Тимофей подошел к окну.

«Не добраться мне уже до тебя, Лев Николаевич. Не дал бог крыльев, а ноги я в хлебном деле истоптал. Вон как солнышко греет, протянул бы руки, да сердце озябло, на покой пора. А встретиться-то мы с тобой встретимся и наговоримся всласть, да там уж иные заботы нас обоймут…»

Второй пакет был от Василия Кузьмина, наконец-то прислал перевод с французского. Тимофей хотел было дойти до Федянина и с ним вместе почитать, да не утерпел, решил хоть бегло просмотреть. А просмотрев, ужаснулся. Везде, где бы ни остановится глаз, были не его слова. Говорилось вроде и о том же, но будто сквозь зубы, будто и не было того запала, что двигал пером и заставлял самого Бондарева стонать от негодования.

«Да как же это? — Тимофей еще раз полистал французскую книжицу, потом стал внимательно читать перевод. — Не то, все не то. Был лес обихоженный, а осталась палеж одна. Вот тебе и книга, Бондарев! Хоть волосы на голове рви».

Тимофей достал бумагу, чернильницу и взялся писать Толстому. Хотелось высказать и обиду свою, и разочарование. Три года маячила радость, да и та оказалась пустой… «Думал я, Лев Николаевич, на свет поднялось мое сочинение, а оно умерло в этой книге…»

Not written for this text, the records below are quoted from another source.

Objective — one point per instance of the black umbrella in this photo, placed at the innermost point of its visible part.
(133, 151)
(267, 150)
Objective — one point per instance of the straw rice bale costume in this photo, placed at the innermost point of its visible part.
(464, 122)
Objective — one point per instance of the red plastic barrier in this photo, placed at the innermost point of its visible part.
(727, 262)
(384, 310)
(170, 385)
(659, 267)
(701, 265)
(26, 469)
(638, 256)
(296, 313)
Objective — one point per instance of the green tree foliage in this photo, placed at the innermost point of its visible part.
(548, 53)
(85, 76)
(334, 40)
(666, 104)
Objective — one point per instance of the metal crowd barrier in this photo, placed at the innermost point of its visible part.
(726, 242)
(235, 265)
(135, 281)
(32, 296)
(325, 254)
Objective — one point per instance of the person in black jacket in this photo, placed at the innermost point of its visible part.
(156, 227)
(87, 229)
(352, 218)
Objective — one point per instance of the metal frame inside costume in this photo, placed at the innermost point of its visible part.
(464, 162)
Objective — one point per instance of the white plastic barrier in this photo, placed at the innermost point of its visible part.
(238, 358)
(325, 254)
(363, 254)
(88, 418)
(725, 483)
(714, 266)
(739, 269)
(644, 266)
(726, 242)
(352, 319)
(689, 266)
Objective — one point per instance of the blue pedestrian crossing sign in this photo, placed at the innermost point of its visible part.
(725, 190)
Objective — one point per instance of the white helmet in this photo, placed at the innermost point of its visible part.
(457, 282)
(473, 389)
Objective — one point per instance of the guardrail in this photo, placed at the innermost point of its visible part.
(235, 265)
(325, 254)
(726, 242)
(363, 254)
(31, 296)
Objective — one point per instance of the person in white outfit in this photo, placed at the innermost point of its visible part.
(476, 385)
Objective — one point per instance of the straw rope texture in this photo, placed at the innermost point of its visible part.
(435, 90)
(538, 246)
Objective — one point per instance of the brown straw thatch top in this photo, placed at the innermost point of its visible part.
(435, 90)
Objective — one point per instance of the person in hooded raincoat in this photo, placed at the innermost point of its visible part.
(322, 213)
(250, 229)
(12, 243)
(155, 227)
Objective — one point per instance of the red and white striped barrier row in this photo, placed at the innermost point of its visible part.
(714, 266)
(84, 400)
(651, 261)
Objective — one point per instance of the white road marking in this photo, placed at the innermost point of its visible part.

Два листа исчеркал, да, не перечитывая, скомкал и бросил. «Что даст это письмо? Толстого обидит, а какова вина его? Знать, переводчик такой, все изурочил…»

На следующий день Тимофей занемог, лежал молчком и молил бога прибрать его. Не спалось ни ночью ни днем, спуталось время. Буравя взглядом потолок, Тимофей старался остыть и пальцем уже не шевелил, отказывался есть, но не шла смерть, словно еще для каких-то дел держала его на свете…


Когда начали сеять, Тимофей не выдержал, пришел в поле.

— Какой с тебя работник? — отправляла его оттуда Мария. — Данил завтра придет, управимся.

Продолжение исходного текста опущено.